Blog Post

Azure Data Factory Blog
2 MIN READ

Native change data capture (CDC) - CosmosDB change feed is supported in ADF now

Ye Xu's avatar
Ye Xu
Icon for Microsoft rankMicrosoft
Dec 13, 2021

Changed data extraction from Azure CosmosDB in ADF just works !

 

In a data integration solution, incrementally (or delta) loading data after an initial full data load is a widely used scenario for its largely reducing the time of reprocessing entire data every time. During changed data extraction, to determine and track the changed rows from your tables, using a timestamp column or an incrementing key within the schema brings in the complexity of building custom logic as well as dependency on user's schema. Now with the native change data capture capability enabled in ADF, changed data extraction from Azure CosmosDB (CosmosDB SQL API via Azure Cosmos DB change feed) in ADF just works without any manual steps. After the changed data automatically extracted from CosmosDB, you can directly apply any transformations before loading transformed data into destination datasets of your choice in dataflow.
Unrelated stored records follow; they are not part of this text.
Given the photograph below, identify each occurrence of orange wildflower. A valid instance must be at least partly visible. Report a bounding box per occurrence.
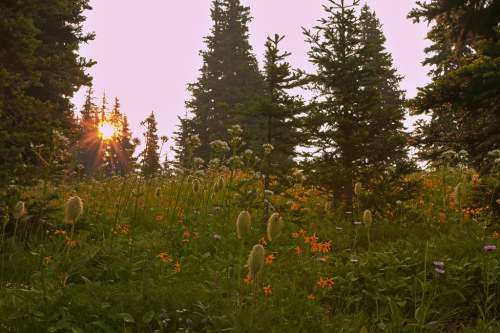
[307,295,314,300]
[266,254,276,264]
[174,261,180,272]
[258,237,268,245]
[184,231,190,238]
[299,229,307,235]
[182,239,190,243]
[292,232,299,239]
[193,232,199,239]
[295,246,302,254]
[157,252,173,262]
[54,230,66,235]
[244,275,254,285]
[44,257,51,264]
[493,231,499,239]
[263,284,272,295]
[156,215,163,221]
[291,202,300,211]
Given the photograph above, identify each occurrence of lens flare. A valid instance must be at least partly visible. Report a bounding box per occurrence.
[98,121,117,140]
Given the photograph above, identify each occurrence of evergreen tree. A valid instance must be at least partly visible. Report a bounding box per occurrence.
[408,0,500,170]
[301,0,407,205]
[75,88,101,174]
[140,112,161,177]
[116,115,138,175]
[252,34,304,190]
[0,0,95,186]
[175,0,263,163]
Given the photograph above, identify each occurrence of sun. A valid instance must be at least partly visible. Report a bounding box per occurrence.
[98,121,117,140]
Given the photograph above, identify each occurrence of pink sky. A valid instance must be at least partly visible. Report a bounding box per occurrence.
[72,0,432,159]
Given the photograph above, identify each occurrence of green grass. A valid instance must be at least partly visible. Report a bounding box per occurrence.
[0,167,498,332]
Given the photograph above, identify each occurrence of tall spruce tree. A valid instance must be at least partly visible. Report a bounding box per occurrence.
[175,0,263,164]
[0,0,95,186]
[408,0,500,170]
[252,34,304,190]
[301,0,407,205]
[116,115,138,175]
[140,112,161,177]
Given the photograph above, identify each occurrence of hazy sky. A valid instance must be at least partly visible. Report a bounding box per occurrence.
[72,0,432,159]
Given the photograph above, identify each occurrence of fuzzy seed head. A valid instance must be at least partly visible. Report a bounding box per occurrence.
[363,210,372,227]
[454,183,466,205]
[247,244,265,278]
[13,201,25,219]
[236,211,251,239]
[155,187,162,198]
[325,201,333,213]
[354,182,362,196]
[267,213,283,241]
[64,196,83,224]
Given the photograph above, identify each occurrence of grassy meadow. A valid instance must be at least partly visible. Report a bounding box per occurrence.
[0,154,499,332]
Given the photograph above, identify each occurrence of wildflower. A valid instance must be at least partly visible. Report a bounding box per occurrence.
[292,232,299,238]
[350,259,358,263]
[291,202,300,211]
[433,261,444,267]
[363,210,372,227]
[298,229,307,235]
[213,234,221,240]
[325,201,333,213]
[396,200,402,205]
[492,231,498,239]
[236,211,251,239]
[353,221,362,225]
[262,143,274,155]
[267,213,283,241]
[54,230,66,235]
[174,261,181,272]
[44,257,51,264]
[156,215,163,221]
[453,183,466,206]
[248,244,265,278]
[354,182,362,196]
[13,201,25,219]
[244,275,254,285]
[157,252,173,262]
[295,246,302,254]
[304,233,318,245]
[266,254,276,264]
[335,227,343,230]
[263,284,272,295]
[307,295,314,300]
[484,245,496,251]
[435,268,445,274]
[64,196,83,224]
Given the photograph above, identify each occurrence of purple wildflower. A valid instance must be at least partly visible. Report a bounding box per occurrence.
[484,245,496,251]
[353,221,362,225]
[268,206,276,211]
[350,259,358,263]
[336,227,343,230]
[433,261,444,267]
[213,234,221,239]
[435,268,445,274]
[214,206,221,211]
[345,211,352,214]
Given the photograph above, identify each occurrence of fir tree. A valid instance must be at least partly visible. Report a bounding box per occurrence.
[0,0,95,186]
[408,0,500,170]
[140,112,161,177]
[301,0,408,205]
[116,115,138,175]
[252,34,304,190]
[175,0,263,163]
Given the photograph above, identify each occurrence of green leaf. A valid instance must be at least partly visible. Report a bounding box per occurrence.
[118,313,135,323]
[142,310,155,324]
[415,306,426,323]
[72,328,86,333]
[92,321,115,333]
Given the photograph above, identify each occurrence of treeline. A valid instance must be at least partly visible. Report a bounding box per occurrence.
[0,0,498,203]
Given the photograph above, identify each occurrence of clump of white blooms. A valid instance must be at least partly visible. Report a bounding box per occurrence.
[264,190,274,196]
[488,149,500,158]
[210,140,230,152]
[227,124,243,136]
[244,149,253,158]
[262,143,274,155]
[186,135,201,149]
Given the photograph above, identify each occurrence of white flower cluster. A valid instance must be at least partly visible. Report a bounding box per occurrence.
[262,143,274,155]
[227,124,243,136]
[210,140,230,152]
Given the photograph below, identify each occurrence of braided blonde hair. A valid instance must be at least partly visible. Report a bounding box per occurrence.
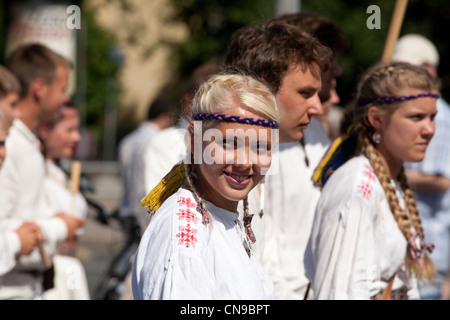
[352,62,438,281]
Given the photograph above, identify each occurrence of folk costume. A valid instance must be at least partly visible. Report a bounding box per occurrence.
[305,92,439,299]
[131,113,277,300]
[132,187,274,299]
[305,154,420,299]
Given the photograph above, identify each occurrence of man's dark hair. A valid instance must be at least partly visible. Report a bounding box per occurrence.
[274,12,348,54]
[147,98,173,120]
[6,43,72,98]
[224,20,332,93]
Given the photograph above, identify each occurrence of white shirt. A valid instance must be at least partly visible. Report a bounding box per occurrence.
[261,117,330,299]
[118,122,160,230]
[43,160,88,220]
[132,187,274,300]
[143,124,188,192]
[304,154,420,300]
[0,119,67,269]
This tremendously accelerates your data integration jorney in many use cases including data replication or ETL.

 

How to use this feature:

 

1. After creating an dataflow in ADF, drag a source transform and reference to CosmosDB dataset.

 

 

2.  Check "Change feed" and "Start from beginning".

 

 

With these 2 properties checked, you can get changes and apply any transformations before loading transformed data into destination datasets of your choice. 
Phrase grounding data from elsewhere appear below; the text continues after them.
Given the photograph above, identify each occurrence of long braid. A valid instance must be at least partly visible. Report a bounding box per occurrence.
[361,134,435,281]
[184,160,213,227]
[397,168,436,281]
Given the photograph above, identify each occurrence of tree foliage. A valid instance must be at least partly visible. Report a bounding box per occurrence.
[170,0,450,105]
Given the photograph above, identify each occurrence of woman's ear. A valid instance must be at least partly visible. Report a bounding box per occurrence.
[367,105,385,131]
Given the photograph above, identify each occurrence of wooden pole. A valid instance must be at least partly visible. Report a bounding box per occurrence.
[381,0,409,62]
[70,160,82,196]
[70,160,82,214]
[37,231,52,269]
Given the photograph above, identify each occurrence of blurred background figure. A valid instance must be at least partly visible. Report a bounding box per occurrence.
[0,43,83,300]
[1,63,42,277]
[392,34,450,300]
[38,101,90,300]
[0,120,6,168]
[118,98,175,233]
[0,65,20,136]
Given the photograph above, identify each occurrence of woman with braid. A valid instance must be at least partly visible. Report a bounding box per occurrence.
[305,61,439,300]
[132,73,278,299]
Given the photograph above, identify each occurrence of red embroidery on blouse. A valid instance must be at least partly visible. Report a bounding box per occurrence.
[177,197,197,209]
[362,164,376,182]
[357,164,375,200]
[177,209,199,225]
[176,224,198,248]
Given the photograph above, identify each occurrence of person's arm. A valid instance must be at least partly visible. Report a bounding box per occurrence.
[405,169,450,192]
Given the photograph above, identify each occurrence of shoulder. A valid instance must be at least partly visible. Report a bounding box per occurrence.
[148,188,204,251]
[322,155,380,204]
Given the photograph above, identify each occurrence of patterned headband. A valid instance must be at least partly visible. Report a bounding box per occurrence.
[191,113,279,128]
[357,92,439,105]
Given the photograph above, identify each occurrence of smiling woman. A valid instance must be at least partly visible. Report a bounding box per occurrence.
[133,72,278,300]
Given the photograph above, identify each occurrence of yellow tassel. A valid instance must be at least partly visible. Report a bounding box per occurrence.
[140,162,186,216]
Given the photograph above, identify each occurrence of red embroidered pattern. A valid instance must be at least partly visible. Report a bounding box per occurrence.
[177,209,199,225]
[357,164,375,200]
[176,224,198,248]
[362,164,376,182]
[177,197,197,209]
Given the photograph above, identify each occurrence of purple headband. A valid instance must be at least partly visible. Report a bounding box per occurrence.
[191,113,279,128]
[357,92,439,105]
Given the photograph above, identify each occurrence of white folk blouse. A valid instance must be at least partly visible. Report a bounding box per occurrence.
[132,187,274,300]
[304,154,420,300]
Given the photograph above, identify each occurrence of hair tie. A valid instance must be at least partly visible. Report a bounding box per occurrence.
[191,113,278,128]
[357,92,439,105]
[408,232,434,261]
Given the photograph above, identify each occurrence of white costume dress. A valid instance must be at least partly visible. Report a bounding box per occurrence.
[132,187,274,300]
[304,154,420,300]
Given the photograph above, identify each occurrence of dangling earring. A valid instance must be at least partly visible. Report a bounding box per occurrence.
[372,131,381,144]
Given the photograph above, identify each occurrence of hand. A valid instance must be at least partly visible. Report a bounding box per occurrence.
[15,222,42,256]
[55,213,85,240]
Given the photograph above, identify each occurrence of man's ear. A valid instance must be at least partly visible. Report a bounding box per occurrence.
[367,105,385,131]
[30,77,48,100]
  • Change feed (Preview): If checked, you will get data from Azure Cosmos DB change feeds which is a persistent record of changes to a container in the order they occur from last run automatically. 
  • Start from beginning (Preview): If checked, you will get initial load of full snapshot data in the first run, followed by capturing changed data in next runs. If not checked, the initial load will be skipped in the first run, followed by capturing changed data in next runs. The setting is aligned with the same setting name in Cosmos DB reference

 

Please note: 

Make sure you keep the pipeline and activity name unchanged, so that the checkpoint can be recorded by ADF for you to get changed data from the last run automatically. If you change your pipeline name or activity name, the checkpoint will be reset, which leads you to start from beginning or get changes from now in the next run.

 

When you debug the pipeline, this feature works the same. Be aware that the checkpoint will be reset when you refresh your browser during the debug run. After you are satisfied with the pipeline result from debug run, you can go ahead to publish and trigger the pipeline. At the moment when you first time trigger your published pipeline, it automatically restart from the beginning or from now on.

 

In the monitoring section, you always have the chance to rerun a pipeline. When you are doing so, the changed data is always captured from the previous checkpoint of your selected pipeline run.

 

Get more details in Copy and transform data in Azure Cosmos DB (SQL API) - Azure Data Factory & Azure Synapse | Microsoft Docs

Updated Jan 13, 2022
Version 4.0

3 Comments

  • jasperdefesche's avatar
    jasperdefesche
    Copper Contributor

    Great feature but we run into a strange issue.

     

    Steps to reproduce:

    - change a document in cosmosdb

    - Run the pipeline that contains de changefeed-enabled dataflow.

    - Witness that the monitoring reports that one document is processed.

    - change a document in cosmosdb

    - Change something in development ADF

    - publish towards adf_publish branch which in our case triggers a release towards acceptance

    - once deployment is complete to acceptance, run the pipeline again

    - The run reports that no changes exist, where one document is expected.

     

    Dataflow source configuration:

     

    After analysis we notice that the arm template creation always changes the pipeline under the hood:


    "continuationSettings": {
    "customizedCheckpointKey": "9b29c1e3-aaca-4dee-a29f-c464b67b2f34"
    }

    The customizedCheckpointKey always contains a new/different guid, which is the suspected reason that the changefeed doesn't work any more after release. The documentation suggests that keeping the name of the pipeline and dataflow activity the same is the only requirement to not break the changefeed. But in our case this is not true.

  • When attempting to configure an ADF dataflow as you show, I get this error when attempting a data preview from an existing and functioning (in an ADF pipeline)  Cosmos data source:

     

    DF-SRC-002 at Source 'SourceCosmosProfileUsers': 'masterKey' (Master Key) is required

     

    What's this about?

     

     

  • mischmuc's avatar
    mischmuc
    Copper Contributor

    CDC preview was also available for delta files but now it is gone. Is there any reaons for this?